I've been avoiding writing about Amazon's new e-reader, the Kindle, for a few days, because, frankly, I don't care. I've got about 20 books sitting around the house waiting to be read right now, plus several hours of recorded TV shows, a Netflix subscription, more than a few magazines, and 1,000-plus feeds in Google Reader. So the last thing I need is an e-reader giving me access to an additional 90,000 books, plus the New York Times.
Still, I've kept up with news, including how the Kindle sold out, probably more because of a marketing gimmick than real demand. I've also read several reviews, and one thing keeps popping into my head: The Kindle is really what you want from an e-reader, and it could be useful. But Amazon is targeting the wrong market.

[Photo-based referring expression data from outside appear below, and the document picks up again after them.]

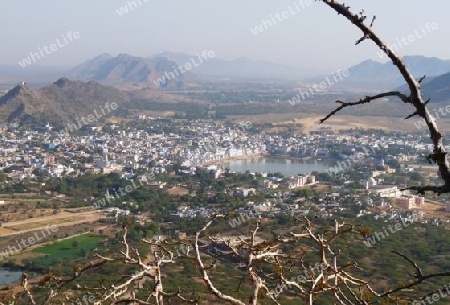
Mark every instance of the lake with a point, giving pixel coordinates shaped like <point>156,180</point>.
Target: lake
<point>286,166</point>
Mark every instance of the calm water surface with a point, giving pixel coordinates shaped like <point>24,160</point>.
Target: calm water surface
<point>286,166</point>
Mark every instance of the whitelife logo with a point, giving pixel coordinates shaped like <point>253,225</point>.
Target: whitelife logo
<point>131,5</point>
<point>187,67</point>
<point>71,36</point>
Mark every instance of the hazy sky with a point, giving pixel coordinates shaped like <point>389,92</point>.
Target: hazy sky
<point>313,37</point>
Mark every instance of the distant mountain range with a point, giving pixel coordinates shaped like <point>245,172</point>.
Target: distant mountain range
<point>240,68</point>
<point>131,72</point>
<point>437,89</point>
<point>61,102</point>
<point>375,75</point>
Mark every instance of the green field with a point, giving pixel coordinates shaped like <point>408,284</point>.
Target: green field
<point>66,250</point>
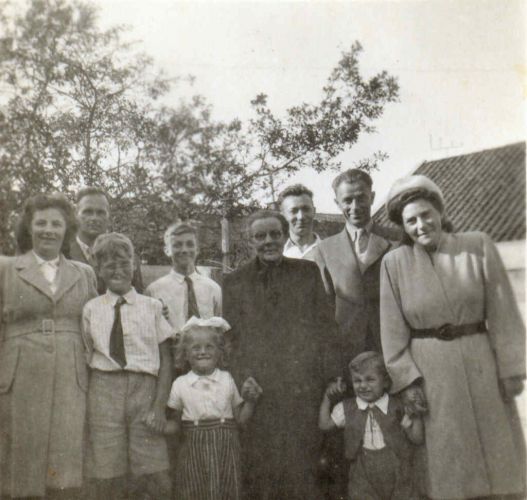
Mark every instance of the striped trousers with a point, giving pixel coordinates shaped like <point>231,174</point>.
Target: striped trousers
<point>208,465</point>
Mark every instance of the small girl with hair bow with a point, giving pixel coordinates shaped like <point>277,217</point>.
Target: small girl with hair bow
<point>207,408</point>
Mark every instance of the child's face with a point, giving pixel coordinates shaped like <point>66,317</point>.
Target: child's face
<point>202,352</point>
<point>116,272</point>
<point>369,385</point>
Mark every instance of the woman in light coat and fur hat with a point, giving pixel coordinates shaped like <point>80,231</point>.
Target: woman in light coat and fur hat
<point>454,344</point>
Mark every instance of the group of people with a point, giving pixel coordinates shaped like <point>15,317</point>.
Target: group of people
<point>375,364</point>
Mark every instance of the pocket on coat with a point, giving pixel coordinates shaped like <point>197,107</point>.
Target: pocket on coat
<point>81,368</point>
<point>8,363</point>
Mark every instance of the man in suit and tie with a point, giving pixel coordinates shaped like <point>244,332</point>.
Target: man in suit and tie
<point>350,263</point>
<point>93,217</point>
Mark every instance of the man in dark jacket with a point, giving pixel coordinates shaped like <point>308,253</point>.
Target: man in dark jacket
<point>93,216</point>
<point>283,334</point>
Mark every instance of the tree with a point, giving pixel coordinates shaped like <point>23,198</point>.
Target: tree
<point>79,101</point>
<point>83,108</point>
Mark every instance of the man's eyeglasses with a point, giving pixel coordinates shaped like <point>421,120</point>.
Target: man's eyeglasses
<point>274,234</point>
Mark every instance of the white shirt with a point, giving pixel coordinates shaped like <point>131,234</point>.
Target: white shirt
<point>49,269</point>
<point>144,328</point>
<point>373,438</point>
<point>205,397</point>
<point>293,251</point>
<point>86,250</point>
<point>171,289</point>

Consumers don't need the Kindle. Businesses do.
Stay with me. According to IT Business Edge blogger Rob Enderle, writing at e-Commerce Times, the Kindle is unique because it can connect and download wirelessly, plus it's very book-like, right down to the ridiculous fact that you need a light on to read it. Impressive, but generally, people don't suddenly want to read a book the way they might want to check the weather or hear that one hip-hop song that will not leave their heads. Even when I do finish one book, I like to sit and absorb it for at least an hour before I plunge into the next one. So, nice, but pretty nigh useless for consumers.

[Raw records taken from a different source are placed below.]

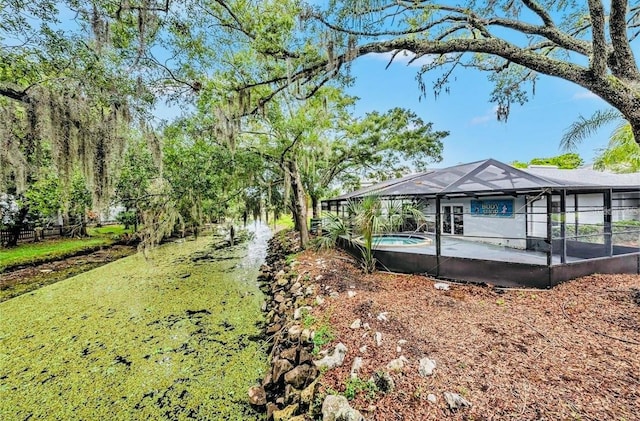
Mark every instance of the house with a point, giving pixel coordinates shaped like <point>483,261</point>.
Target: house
<point>495,223</point>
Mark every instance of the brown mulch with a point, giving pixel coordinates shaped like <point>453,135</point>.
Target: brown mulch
<point>572,352</point>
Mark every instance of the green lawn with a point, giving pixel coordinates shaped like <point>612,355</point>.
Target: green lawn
<point>47,250</point>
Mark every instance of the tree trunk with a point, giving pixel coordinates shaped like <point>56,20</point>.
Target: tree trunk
<point>299,199</point>
<point>16,228</point>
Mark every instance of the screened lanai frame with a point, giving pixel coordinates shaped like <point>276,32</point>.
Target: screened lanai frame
<point>567,256</point>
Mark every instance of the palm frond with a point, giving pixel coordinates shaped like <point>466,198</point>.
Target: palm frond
<point>586,127</point>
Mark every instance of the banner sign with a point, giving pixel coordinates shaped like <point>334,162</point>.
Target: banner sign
<point>502,208</point>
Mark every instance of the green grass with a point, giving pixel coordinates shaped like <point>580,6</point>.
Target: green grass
<point>31,253</point>
<point>152,338</point>
<point>48,250</point>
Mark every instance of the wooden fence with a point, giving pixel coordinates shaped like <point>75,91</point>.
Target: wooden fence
<point>30,234</point>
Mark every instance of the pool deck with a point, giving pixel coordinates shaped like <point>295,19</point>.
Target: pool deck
<point>457,247</point>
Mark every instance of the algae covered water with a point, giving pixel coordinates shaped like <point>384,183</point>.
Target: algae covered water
<point>174,335</point>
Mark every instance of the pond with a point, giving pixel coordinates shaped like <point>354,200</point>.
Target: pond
<point>171,336</point>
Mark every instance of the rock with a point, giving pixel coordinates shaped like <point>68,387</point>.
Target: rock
<point>335,359</point>
<point>397,364</point>
<point>294,333</point>
<point>271,408</point>
<point>301,376</point>
<point>285,414</point>
<point>257,396</point>
<point>383,381</point>
<point>279,367</point>
<point>356,367</point>
<point>427,366</point>
<point>289,354</point>
<point>456,401</point>
<point>301,312</point>
<point>309,393</point>
<point>304,356</point>
<point>337,408</point>
<point>291,395</point>
<point>274,329</point>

But for business, this all adds up to a good solution for a lot of problems where computers are just overkill or even a bad idea.
It would particularly appeal to businesses if Amazon added software that allows companies to easily create and push their own content -- magazines, business documents, RFPs, legal documents, whatever -- to the Kindle.
It's the perfect way to let business users take home documents without risking those documents being lost or damaged. It's also a great tool for disseminating policies, manuals and other booklets you might want to share with employees in a read-only form. Even with a retail price of $399, it'd soon pay for itself in reduced paper and printing costs.
Plus, businesses could save on business or trade magazine subscription costs. Companies could even offer Kindles for break room reading, giving employees an assortment of trade or news items to read - all of your choosing, of course.
Yes, it's an idea whose time has come ... just not to the right place.